Many suggestions have been made for shortening the total time required for performing static threshold perimetry by reducing the number of presentations of stimuli.
Heijl A, Krakau CET: An automatic perimeter for glaucoma visual field screening and control; Albrecht v. Graefes Arch. Clin exp. Ophthalmol 197:13-22, 1975, and U.S. Pat. No. 4,334,738 describe methods for better selecting the intensity level for the first stimulus presented at each test point, whereby the number of presentations of stimuli required for arriving at a threshold value can be reduced.
U.S. Pat. No. 4,927,259 discloses a test strategy which is based on the above-mentioned staircase method, but where the steps of the staircase are logarithmic instead of constant.

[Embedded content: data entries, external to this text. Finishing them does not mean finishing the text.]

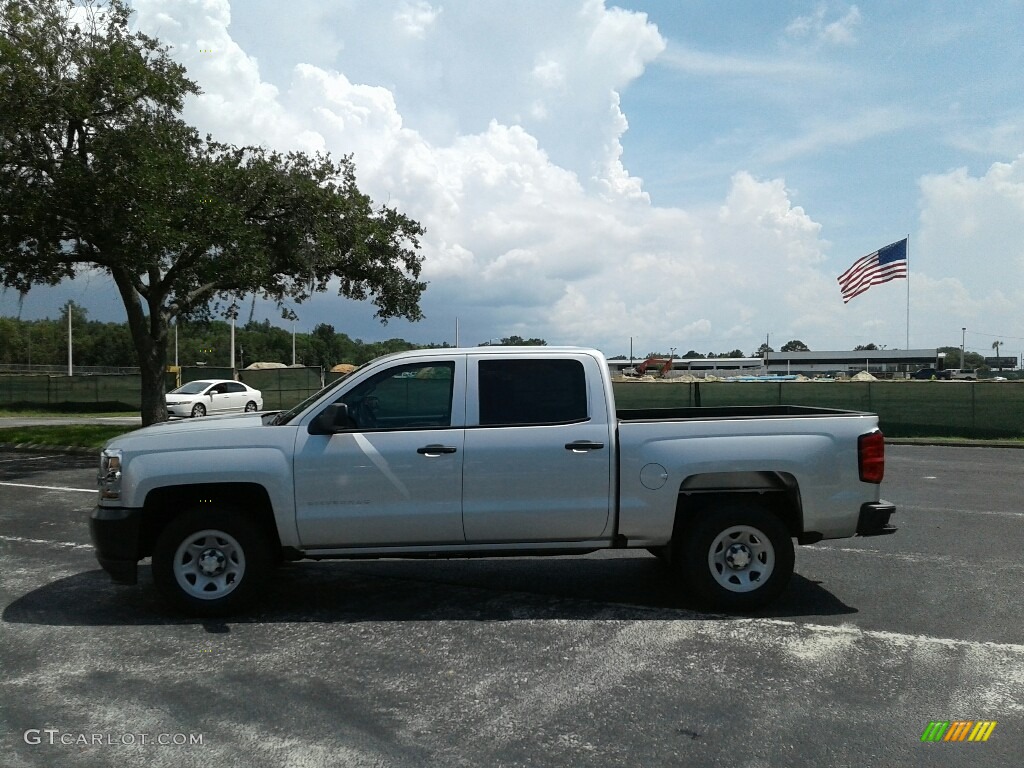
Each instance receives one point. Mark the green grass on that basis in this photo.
(77, 435)
(25, 412)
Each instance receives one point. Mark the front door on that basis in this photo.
(395, 478)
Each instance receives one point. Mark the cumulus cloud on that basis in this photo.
(816, 27)
(502, 133)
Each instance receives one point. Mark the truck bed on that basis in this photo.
(728, 412)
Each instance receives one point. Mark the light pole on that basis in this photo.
(232, 312)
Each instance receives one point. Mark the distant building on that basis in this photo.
(881, 363)
(888, 363)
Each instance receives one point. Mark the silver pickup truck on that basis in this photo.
(462, 453)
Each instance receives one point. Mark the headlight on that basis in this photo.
(109, 479)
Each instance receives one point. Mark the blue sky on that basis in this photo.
(688, 174)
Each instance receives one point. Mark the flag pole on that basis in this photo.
(908, 292)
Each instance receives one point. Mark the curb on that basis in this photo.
(953, 442)
(36, 448)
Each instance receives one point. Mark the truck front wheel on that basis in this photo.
(736, 557)
(210, 562)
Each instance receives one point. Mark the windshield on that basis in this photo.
(193, 387)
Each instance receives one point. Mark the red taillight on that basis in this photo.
(871, 457)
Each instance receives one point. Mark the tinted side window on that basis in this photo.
(411, 396)
(520, 392)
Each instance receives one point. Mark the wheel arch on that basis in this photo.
(776, 492)
(247, 499)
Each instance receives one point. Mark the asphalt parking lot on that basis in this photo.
(588, 660)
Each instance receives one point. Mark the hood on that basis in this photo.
(181, 429)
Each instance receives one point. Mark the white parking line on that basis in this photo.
(23, 540)
(48, 487)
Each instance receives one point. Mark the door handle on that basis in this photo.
(582, 446)
(435, 450)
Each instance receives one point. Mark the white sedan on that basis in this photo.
(213, 396)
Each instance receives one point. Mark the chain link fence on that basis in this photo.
(281, 388)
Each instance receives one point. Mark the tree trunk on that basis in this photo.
(148, 335)
(153, 364)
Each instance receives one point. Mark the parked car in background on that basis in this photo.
(213, 396)
(932, 373)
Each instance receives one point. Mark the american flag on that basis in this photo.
(883, 265)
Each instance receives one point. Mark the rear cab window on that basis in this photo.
(531, 391)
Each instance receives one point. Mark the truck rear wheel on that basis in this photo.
(210, 562)
(736, 557)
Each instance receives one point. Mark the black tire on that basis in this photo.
(735, 557)
(211, 562)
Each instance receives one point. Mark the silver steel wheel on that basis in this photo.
(741, 558)
(209, 564)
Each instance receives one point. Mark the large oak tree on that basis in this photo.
(98, 172)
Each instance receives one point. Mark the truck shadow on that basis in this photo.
(631, 588)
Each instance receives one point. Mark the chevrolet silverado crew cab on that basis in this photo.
(483, 452)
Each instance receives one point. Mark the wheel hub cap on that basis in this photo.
(738, 556)
(212, 561)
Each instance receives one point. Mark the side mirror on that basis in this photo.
(334, 418)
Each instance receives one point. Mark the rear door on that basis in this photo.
(538, 459)
(236, 395)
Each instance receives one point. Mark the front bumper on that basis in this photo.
(873, 519)
(116, 535)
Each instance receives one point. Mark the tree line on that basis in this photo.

U.S. Pat. No. 5,050,983 discloses a test strategy, where some test points are fully tested by the staircase or MOBS method and the remaining test points are tested by just a few stimulus presentations. First, the threshold values of a few seed points are determined by the staircase method or the modified binary search method. Then, the expected threshold values of the neighbor non-seed points are determined. These expected threshold values are tested in a first phase by presenting a visual stimulus, the intensity of which is either decidedly below or decidedly above the expected threshold value in each of the neighbor points, and by checking that the response is in accordance with the expected response ("not seen" and "seen", respectively). Then, the agreement between the expected response and the actual response for each test point is compared with that of its neighbors, and on the basis of this comparison, the neighbor agreement between each point in the field and its nearest neighbors is classified into a "discrepancy", "low-confidence" or "high-confidence" category. The expected threshold value of test points in the low-confidence category is then adjusted for better neighbor agreement.
In a second phase of the method, a further visual stimulus is presented at each non-seed point. The test points which in the first phase were tested with a visual stimulus above the expected threshold value are now tested with a visual stimulus below the expected threshold value, and vice versa. For test points in the "high-confidence" category, the interval between the stimulus intensity and the expected threshold is decreased. Then, the agreement between the responses and the expected responses is determined and compared with that of its neighbors in the same manner as in the first phase. The testing of test points which after the second phase are in the "high-confidence" category is terminated. The expected threshold values of test points in the "low confidence" category are adjusted for better neighbor agreement, whereupon these test points are tested anew in accordance with the first phase. Test points in the "discrepancy" category are retested by the staircase method or the MOBS method.
Moreover, a doctoral dissertation "Statistics in perimetry", Department of Mathematical Statistics, Lund, 1991, by Jonny Olsson, describes the use of posterior probability functions to estimate threshold values after a conventional static threshold perimetry test has been carried out.